La metafora della stanza è oggi rappresentativa di una scelta opposta. Gli hikikomori – la locuzione definitoria è giapponese (da hiku, tirare, e komoru, ritirarsi) perché il fenomeno ha avuto origine in Giappone, ove un report del 2016 registrava già 540.000 casi – si rifiutano di uscire e avere rapporti sociali, e vivono nella loro camera: la tana nella quale mangiare, dormire, giocare con i videogiochi, chattare, ma, soprattutto, nascondersi agli sguardi degli altri, camuffando nel silenzio l’angoscia dell’inadeguatezza. Lo spazio-stanza nel quale reiterare una rassicurante routine quotidiana, appare all’autorecluso l’unico vivibile. Il disagio non è riconosciuto come malattia; spesso è confuso con altre psicopatologie, come la dipendenza da internet, la depressione o l’agorafobia, che sono gli effetti, non la causa, della scelta estrema che il totale ritiro dalla vita sociale rappresenta.
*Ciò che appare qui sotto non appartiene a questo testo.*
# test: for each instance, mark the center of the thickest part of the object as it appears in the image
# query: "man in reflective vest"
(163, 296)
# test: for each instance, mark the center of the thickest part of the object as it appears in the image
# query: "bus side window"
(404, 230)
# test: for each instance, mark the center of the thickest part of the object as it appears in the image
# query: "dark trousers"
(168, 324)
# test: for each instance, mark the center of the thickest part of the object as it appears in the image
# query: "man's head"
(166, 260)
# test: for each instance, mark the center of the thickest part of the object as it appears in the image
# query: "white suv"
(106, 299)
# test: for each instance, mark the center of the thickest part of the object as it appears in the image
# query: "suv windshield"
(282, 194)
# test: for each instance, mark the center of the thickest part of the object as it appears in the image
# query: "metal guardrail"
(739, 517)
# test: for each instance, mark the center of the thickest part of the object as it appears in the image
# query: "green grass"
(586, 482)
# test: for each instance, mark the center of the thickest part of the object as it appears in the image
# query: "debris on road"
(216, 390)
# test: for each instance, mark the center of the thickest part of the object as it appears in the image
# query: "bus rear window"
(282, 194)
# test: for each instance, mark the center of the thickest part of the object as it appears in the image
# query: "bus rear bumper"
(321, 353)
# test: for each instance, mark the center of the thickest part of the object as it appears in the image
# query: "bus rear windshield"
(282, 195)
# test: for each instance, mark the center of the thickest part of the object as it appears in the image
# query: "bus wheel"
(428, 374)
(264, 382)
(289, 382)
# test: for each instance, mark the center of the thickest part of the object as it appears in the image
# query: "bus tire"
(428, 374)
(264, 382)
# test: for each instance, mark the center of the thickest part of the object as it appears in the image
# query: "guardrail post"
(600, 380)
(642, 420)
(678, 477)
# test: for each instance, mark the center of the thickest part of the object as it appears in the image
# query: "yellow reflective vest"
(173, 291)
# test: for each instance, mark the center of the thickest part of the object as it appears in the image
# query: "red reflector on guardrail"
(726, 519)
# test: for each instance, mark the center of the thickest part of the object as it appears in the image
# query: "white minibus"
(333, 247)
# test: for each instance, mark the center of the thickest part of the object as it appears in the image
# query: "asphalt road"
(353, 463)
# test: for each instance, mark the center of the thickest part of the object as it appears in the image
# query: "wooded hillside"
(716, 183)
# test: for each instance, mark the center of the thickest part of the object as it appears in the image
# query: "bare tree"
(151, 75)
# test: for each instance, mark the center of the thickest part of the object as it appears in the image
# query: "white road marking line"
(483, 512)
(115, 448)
Questo silenzio assordante, come definito nello struggente docufilm di Dorothée Lorang e David Beautru (Hikikomori, a deafening silence, 2013), è diffuso su scala mondiale; in Italia, centoventimila giovani, tra i 14 e i 30 anni, sono “connessi e isolati”, secondo lo spaventoso ossimoro coniato dallo psichiatra Manfred Spitzer, che descrive la solitudine del terzo millennio tanto più dannosa quanto più mascherata da quella che ne è la causa principale: la vastità delle relazioni virtuali che sostituiscono in modo improprio le relazioni umane, atrofizzando la capacità di costruirne di autentiche.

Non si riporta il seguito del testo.